The U.S. Attorney's Office also agreed to cap at $200 million the value of the 6 million bottles lost when the Wines Central warehouse burned on Oct. 12, 2005.
Lapham said the value of the wine lost in the fire was probably "way beyond that" but it would be difficult to determine.
"This was just a devastating loss not just to his clients but to the wine industry in general," Lapham said.
Anderson was indicted March 15, 2007, for arson, mail fraud, tax evasion use of a fictitious name and interstate transportation of fraudulently obtained property.
His attorney Mark Reichel said this afternoon Anderson faced life in prison if he were convicted of all 19 charges after a trial.

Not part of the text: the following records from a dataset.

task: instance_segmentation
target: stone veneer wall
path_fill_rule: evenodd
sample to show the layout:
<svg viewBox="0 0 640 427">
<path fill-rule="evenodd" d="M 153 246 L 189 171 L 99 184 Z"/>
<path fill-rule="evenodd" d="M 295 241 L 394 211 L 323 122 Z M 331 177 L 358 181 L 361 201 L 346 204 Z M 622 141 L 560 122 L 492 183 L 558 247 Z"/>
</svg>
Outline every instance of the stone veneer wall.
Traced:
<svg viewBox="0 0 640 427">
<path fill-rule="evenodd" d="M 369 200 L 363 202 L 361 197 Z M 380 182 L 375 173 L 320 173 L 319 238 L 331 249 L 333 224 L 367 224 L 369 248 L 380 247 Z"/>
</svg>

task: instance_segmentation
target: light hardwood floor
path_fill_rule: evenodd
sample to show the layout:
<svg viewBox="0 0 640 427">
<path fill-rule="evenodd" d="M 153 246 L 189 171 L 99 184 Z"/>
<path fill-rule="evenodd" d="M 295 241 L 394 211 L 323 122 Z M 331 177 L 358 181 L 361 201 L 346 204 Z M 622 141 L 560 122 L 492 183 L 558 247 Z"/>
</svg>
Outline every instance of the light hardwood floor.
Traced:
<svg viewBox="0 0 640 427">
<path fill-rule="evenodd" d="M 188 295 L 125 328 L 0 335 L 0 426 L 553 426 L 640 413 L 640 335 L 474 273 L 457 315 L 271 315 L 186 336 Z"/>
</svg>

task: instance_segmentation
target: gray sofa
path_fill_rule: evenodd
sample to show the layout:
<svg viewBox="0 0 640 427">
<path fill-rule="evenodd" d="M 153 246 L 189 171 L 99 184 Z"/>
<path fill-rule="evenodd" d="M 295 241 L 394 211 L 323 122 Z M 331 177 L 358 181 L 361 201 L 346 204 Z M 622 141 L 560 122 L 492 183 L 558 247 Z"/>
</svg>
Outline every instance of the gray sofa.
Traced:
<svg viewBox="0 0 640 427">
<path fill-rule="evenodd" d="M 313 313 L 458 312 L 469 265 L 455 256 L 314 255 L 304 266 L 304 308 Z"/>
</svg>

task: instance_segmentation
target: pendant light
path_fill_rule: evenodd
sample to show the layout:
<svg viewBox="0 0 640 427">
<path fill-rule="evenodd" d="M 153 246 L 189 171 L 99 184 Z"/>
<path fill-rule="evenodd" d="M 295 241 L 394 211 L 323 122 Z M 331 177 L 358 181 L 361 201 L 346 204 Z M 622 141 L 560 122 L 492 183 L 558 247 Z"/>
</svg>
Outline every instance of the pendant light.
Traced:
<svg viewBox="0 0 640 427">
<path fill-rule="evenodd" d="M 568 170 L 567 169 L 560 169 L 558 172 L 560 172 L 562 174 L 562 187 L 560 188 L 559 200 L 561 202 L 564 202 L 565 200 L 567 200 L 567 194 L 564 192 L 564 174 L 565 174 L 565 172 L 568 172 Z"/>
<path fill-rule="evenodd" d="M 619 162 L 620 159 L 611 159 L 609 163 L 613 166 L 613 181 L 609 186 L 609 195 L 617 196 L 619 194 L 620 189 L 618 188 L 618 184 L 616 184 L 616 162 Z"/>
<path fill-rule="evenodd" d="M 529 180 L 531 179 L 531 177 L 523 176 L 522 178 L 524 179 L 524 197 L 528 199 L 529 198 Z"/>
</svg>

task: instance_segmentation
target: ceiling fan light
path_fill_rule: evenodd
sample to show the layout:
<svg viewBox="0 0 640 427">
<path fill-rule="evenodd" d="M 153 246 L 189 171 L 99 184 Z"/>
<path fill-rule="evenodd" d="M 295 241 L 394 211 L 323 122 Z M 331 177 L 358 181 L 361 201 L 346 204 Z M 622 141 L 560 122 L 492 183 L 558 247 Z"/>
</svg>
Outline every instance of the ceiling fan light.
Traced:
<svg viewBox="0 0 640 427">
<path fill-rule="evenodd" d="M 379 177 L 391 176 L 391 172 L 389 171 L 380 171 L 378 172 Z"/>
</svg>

Lapham said the maximum sentence according to sentencing statutes for all 19 counts is between 150 and 200 years in prison but Anderson would likely have received 24 to 27 years in prison if convicted at trial.
Reichel said Anderson agreed to the plea agreement in hopes of having some years of his life left to enjoy when he is released from prison.
Prosecutors said Anderson rented space in the Wines Central warehouse on Mare Island to store expensive wines for his clients, including wine collectors, for a monthly fee.
Instead of storing the wine, Anderson tried to sell it without his clients' permission for his personal gain, prosecutors said. To conceal what he had done, the prosecution alleged, Anderson started the fire at the 240,000-square-foot warehouse.
The fire started in an area of the warehouse where Anderson stored the wine and he was present around the time the fire started, according to the U.S. Attorney's Office.
The indictment also alleges Anderson failed to pay $290,623 in federal income tax between 2001 and 2004 when he earned $808,952.